Ontario electricity costs cut 74,000 manufacturing jobs since 2008
Fraser Institute study says 1.8 jobs lost to every one gained from green energy.
TORONTO — Ontario’s rising electricity prices have cost the province an estimated 74,881 manufacturing jobs since the 2008 recession, finds a study by the Fraser Institute.
The policy think-tank says the province experienced the most “substantial decline” in manufacturing output and employment, compared to other provinces and US states.
The study finds from 2008 to 2015, manufacturing jobs fell from 805,170 to 688,735, and it estimates about 64% of the decline – 74,881 jobs – are attributable to the province’s higher electricity prices.

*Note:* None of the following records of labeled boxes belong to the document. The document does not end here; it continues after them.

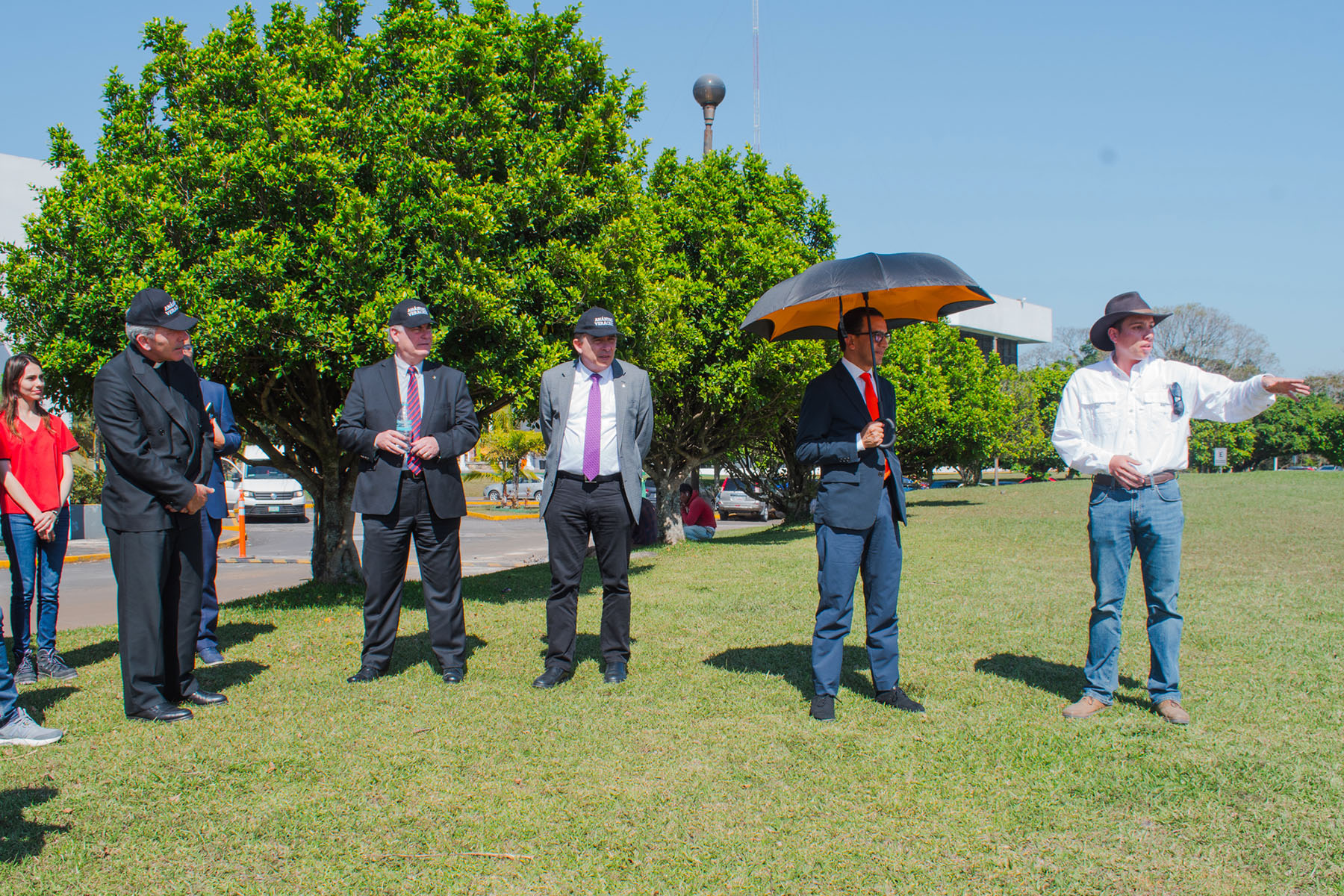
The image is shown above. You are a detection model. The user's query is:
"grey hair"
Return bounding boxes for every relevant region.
[126,324,158,345]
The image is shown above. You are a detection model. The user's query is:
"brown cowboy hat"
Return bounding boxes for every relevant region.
[1090,293,1171,352]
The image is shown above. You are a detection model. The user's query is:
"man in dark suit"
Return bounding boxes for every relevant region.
[93,289,225,721]
[796,308,924,721]
[532,308,653,688]
[336,298,481,684]
[187,344,243,666]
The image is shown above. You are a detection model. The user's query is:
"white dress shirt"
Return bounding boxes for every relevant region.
[561,358,621,476]
[1051,356,1274,476]
[840,358,882,451]
[393,355,425,420]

“Electricity is a major cost for the manufacturing sector, so it’s not surprising that Ontario’s skyrocketing electricity prices have led to tens of thousands of job losses in the province,” said Ross McKitrick, economics professor at the University of Guelph, a Fraser Institute senior fellow and co-author of Rising Electricity Costs and Declining Employment in Ontario’s Manufacturing Sector.
The study says even if the province’s estimates of job creation in renewable energy are taken at face value, this implies a loss of about 1.8 manufacturing jobs for every new job created in the green energy sector, many of which are temporary positions.
It also found prices for small industrial users (one megawatt and monthly consumption of up to 400 megawatt hours) increased 48% in the Toronto area and 50% in Ottawa between 2010 and 2016 – more than three times the average rate of increase in the rest of Canada.
In 2016, those businesses in the Toronto area averaged 16.27 cents per kilowatt hour (kWh), nearly double what comparable-sized firms paid in Montreal (9.11 cents) and Vancouver (9.49 cents), and nearly three times what they paid in Calgary (6.53 cents).
Large industrial power users, many granted reductions, also paid higher rates compared to large power users in Quebec, Alberta and BC.